# How to define intrinsic curvature?

I have been exploring differential geometry slightly... And i'm trying to grasp how to define intrinsic curvature, from a visual/geometric viewpoint...

One formulation I got was that Intrinsic curvature can be thought in terms how the $n$-volume of an $N$-sphere in your particular $n$-dimensional space (example: a the area of a circle drawn on a $2$d space) differs from the $n$-volume of a euclidean N-sphere...

But here is the big problem I found... That definition is all wonderful and whatnot when talking about the curvature of a certain "area" of a surface...

Example, If I had a big sphere in $3$ dimensional space. I can start from a point in the sphere... walk $10$ meters off of the point and draw a circle of radius $10$... then measure the area using tiles and compare its ratio to that of a euclidean circle...

But as I reduce the radius that I'm measuring... The circle I draw out will get increasingly closer to the area of euclidean circle for the same radius...

Clearly the point curvature given this definiton will be $0$... At any given point on a sphere the curvature, by this definition, is equivalent to a flat plane...

I can't seem to find a way to define intrinsic curvature now. Anyone care to help?

## 3 Answers

If $A(\rho)$ is the area of the circle around the point of interest with geodesic radius $\rho,$ then $$K = \lim_{\rho \rightarrow 0^+} \frac{12 \left( \pi \rho^2 - A(\rho) \right)}{\pi \rho^4}$$

See, for example, http://en.wikipedia.org/wiki/Spherical_cap

The nice thing is that it all comes out the same for the hyperbolic plane, where $\cos$ is replaced by $\cosh.$

This is closely related to the Gauss-Bonnet theorem, as it must be, and was first found in 1848, see BDP

One can define curvature of a surface by a girthing polygon. One needs only construct a limited number of sides for this to get useful results. Once the effective radius has been constructed, the units of length can be adjusted.

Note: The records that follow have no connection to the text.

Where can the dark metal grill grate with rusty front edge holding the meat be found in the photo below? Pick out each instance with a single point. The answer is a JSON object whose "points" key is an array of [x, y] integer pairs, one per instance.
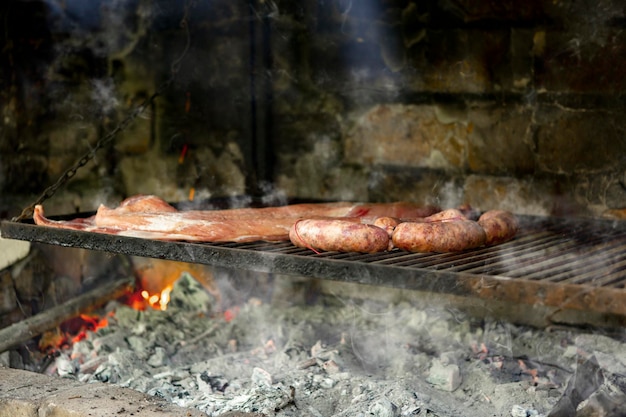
{"points": [[569, 263]]}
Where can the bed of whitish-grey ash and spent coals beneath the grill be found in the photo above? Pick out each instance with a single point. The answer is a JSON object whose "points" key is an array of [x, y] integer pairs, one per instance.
{"points": [[337, 358]]}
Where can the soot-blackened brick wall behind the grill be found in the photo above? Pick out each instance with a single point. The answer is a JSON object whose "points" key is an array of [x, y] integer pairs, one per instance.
{"points": [[496, 104]]}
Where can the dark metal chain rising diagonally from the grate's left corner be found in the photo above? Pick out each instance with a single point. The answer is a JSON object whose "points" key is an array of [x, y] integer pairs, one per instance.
{"points": [[88, 156]]}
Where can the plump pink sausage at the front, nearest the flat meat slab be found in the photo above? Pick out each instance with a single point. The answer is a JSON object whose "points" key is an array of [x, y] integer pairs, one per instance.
{"points": [[338, 235]]}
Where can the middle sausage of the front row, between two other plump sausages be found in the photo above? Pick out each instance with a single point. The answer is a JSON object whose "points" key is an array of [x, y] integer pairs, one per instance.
{"points": [[438, 236]]}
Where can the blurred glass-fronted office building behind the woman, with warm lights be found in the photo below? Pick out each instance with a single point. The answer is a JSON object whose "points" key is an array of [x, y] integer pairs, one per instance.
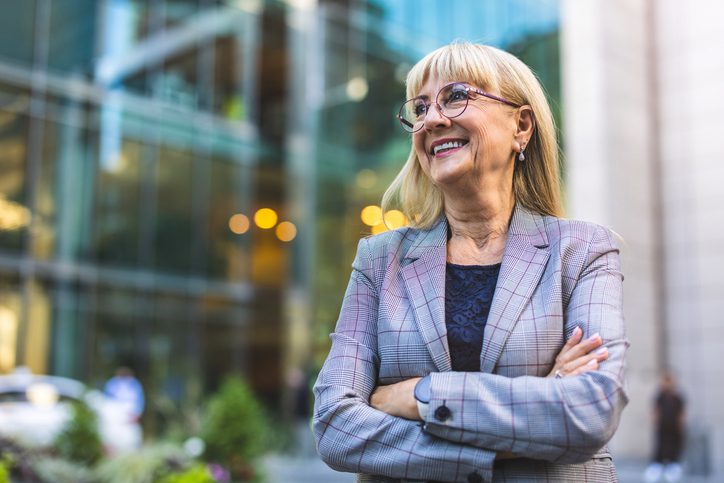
{"points": [[181, 181]]}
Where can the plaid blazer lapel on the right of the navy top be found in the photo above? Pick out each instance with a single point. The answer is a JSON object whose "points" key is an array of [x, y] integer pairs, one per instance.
{"points": [[524, 260]]}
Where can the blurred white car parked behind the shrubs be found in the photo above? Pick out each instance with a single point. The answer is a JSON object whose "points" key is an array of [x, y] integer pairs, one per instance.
{"points": [[35, 408]]}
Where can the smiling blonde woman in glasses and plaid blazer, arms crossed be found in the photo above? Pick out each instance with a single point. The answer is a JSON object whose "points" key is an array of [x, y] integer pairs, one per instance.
{"points": [[448, 328]]}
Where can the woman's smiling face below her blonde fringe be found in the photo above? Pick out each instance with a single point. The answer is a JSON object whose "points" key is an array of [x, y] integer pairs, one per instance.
{"points": [[480, 142]]}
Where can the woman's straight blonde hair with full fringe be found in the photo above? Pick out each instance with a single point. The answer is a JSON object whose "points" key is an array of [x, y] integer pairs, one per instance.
{"points": [[536, 183]]}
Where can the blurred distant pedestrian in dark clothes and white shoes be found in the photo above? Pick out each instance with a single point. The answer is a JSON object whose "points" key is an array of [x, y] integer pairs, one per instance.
{"points": [[669, 422]]}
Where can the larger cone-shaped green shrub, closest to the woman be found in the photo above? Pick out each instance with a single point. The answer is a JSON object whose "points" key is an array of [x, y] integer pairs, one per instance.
{"points": [[235, 429]]}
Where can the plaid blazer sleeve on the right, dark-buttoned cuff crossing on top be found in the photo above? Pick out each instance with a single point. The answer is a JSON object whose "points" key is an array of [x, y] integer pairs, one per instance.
{"points": [[561, 420]]}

We shall call a shortchord as the chord formed on a polygon, by two adjacent edge. So if AB and BC are consecutive edges of a polygon, then AC is the shortchord.

Let $e$ be the edge, and $s$ be the shortchord. We find a versine, by $v^2 = 4 e^2 - s^2$. The curvature of space, $c$ is then $v^2/e^4 = 1/r^2$. Let's look at an example.

Suppose we have a edge of $56$ giving a shortchord of $97$. We find $v^2=3135$, and this the curvature is $1/3137$, This corresponds to $r=\sqrt{3137} = 56$ approx.

In non-euclidean geometries, one can choose to measure along zero-curvature lines (chords of spheres and along horocycles in hyperbolic geometry), or surface arcs. While arcs are the use, it is better to use the chords and choh, since the geometry here is euclidean.

A circle in any geometry is the intersection of a euclidean space, and a non-euclidean space, so its circumference is always $\pi \cdot d$, where $d$ is the chord.

If on the other hand, one is free to select units, one can use the zero-curvature curve, if one is not adverse to triangles like $1:1:3$. The ruler is more crooked than the straight line, but makes for euclidean geometry.

Consder for example, establishing the curvature of a surface, containing a tiling. The tilings {5,12} and {12,10} have a common curvature. We can see this of {p,q}, becase where the radius is set to 1, the circumference is a {q} whose edge is the shortchord of {p}.

• So {5,12} is a dodecagon of edge $1.618033$, giving a diameter of $6.25103$
• A {12,10} is a decagon, of edge $1.93185165$, gives also a diameter of $6.25103$.

The versine is $v^2 = 4e^2-s^2$, gives $v^2 = -2.25103$, and since $e=1$, this is also the curvature.

Since all spheres are different sizes of the same thing (including the flat case), and likewise pseudocycles are a similar scale, one can then compare curvature against the straight case, etc. That is, any polytope {5,12} is a larger copy of the plane tiling, none the less zero-curvature simply gives size relative to some unit.

If one intends to bring figures to the same sphere, the curvature can be used to adjust size, since $C \cdot e^2$ becomes a measure of a radius (eg a sextant here, since were using chords), and any length so multiplied becomes a measure of arc, on a unit-radius (pseudo)sphere.

Please read First fundamental Form, Gauss-Bonnet Thm, bending invariance and isometry.